面接の内容をここに書くのは倫理的に問題があると思うので、あんまり詳細には書けませんが、面接していただいた方は私の憧れの記者の方でした。憧れと言っても面接を受ける前に記事を拝見させて頂いたんですけど、地道に取材された上でこれだけの記事を書ける記者に憧れを持っている自分としては、憧れでした。ただ、面接は人事の方が面接すると思っていたのでびっくりしましたが(笑)。

 

とても気さくな方で、憧れの方とお話しする時間頂けただけでもありがたいほど。記者について必要なことであったり、心構えや現在掲載している記事の課題やこれから目指していくところなど質問にも丁寧に答えていただきました。これまでは本当に拷問のような面接が多かったのですが、私自身の良いところ?も褒めてくださったりというか、認めてくださったり、涙がでるくらいの心地よい面接ははじめてでした。

 

とはいえやっぱり合否で言うと、「合格」するっていう感覚はありませんでした。面接中に「あー、やっぱりダメだったか」というのは感じました。面接という枠を取っ払って、個人的に面接官の方とじっくりと話し合ってみたかったです。面接に対しての負のイメージを変えてくださった感じはしました。もしかしたら元から採用しないという判断があったからこそ、そういう面接になったかもしれません。
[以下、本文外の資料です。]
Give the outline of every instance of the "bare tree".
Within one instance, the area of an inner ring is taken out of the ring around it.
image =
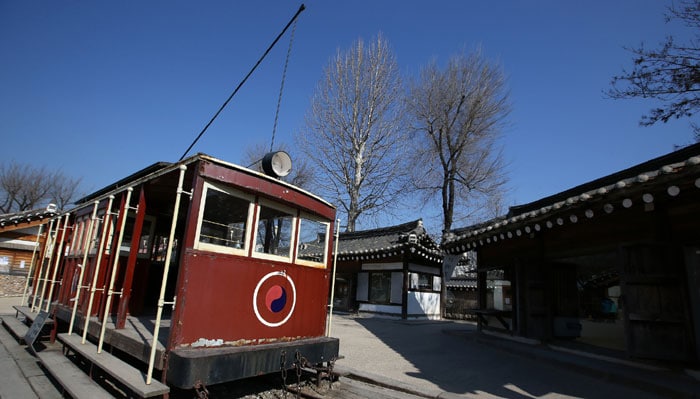
[[[0,212],[36,209],[54,203],[64,209],[75,199],[80,179],[61,171],[17,162],[0,164]]]
[[[647,50],[643,44],[628,48],[634,56],[633,67],[613,77],[612,88],[607,91],[614,99],[660,100],[664,105],[642,116],[642,126],[691,117],[700,109],[700,0],[682,0],[678,7],[670,7],[666,21],[671,20],[679,20],[690,28],[694,38],[678,44],[673,36],[668,36],[657,50]],[[696,141],[700,141],[700,130],[695,124],[691,126]]]
[[[386,39],[380,34],[369,46],[360,39],[325,68],[297,136],[322,176],[315,185],[345,212],[347,231],[402,194],[401,90]]]
[[[407,98],[413,121],[415,189],[442,201],[443,234],[456,216],[500,203],[504,162],[497,141],[510,113],[505,77],[480,51],[422,69]]]
[[[73,179],[61,171],[54,172],[49,179],[47,198],[50,198],[49,201],[56,204],[58,209],[66,209],[69,204],[76,200],[78,186],[82,179]]]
ですが、本当に楽しいと言ったら変かもしれませんが、話を聞けてよかったと思える不思議な面接でした。

 

結果…とこれから

 

文面から読者の方もお分かりだと思いますが、結果は「お祈りメール」が届きました。毎度のごとくなのですが、やっぱりお祈りメールが届くのってショックですよね。勇気を振り絞って受けるたびにお祈りメールが届くというのはやっぱり何度経験しても、慣れることはなく精神的にショックがでかい。元からダメだっていうのはわかっていたんですが、やっぱり社会から必要ないと言われてしまっているかのように感じるのは事実です。現実はそう甘くないですよね。

 

今回の結果を受けて記者やライターを目指すのは、一度終わりにしたいと思います。夢を追いかけられたことは幸せだったと思いますし、一時的でしたが記者職という夢を叶えられたことはよかったと思います。憧れの記者の人と一緒に働いてみたかったなあ。その人がいたことが、その会社に入りたいという意欲をあげていたかもしれません。でも面接という機会をいただいたのに、それでも必要ないと言われたのは単純に自分の実力不足でした。本来ならその機会さえ頂けないことが多いのに。本当にありがたい話でした。感謝しかありません。

 

引きこもりという経歴上、挽回するには自分の力で実力をつけていくしかありません。今回に限らずずっと考えていました。そこで今後はプログラミングを勉強して、ウェブ制作に挑戦していきたいと考えています。今までは自分のためにウェブ制作をしていましたが、憧れの記者の方がおっしゃっていた誰かの役に立つとか、社会貢献のようなものを意識して、なにかを作れる人間になりたいと思います。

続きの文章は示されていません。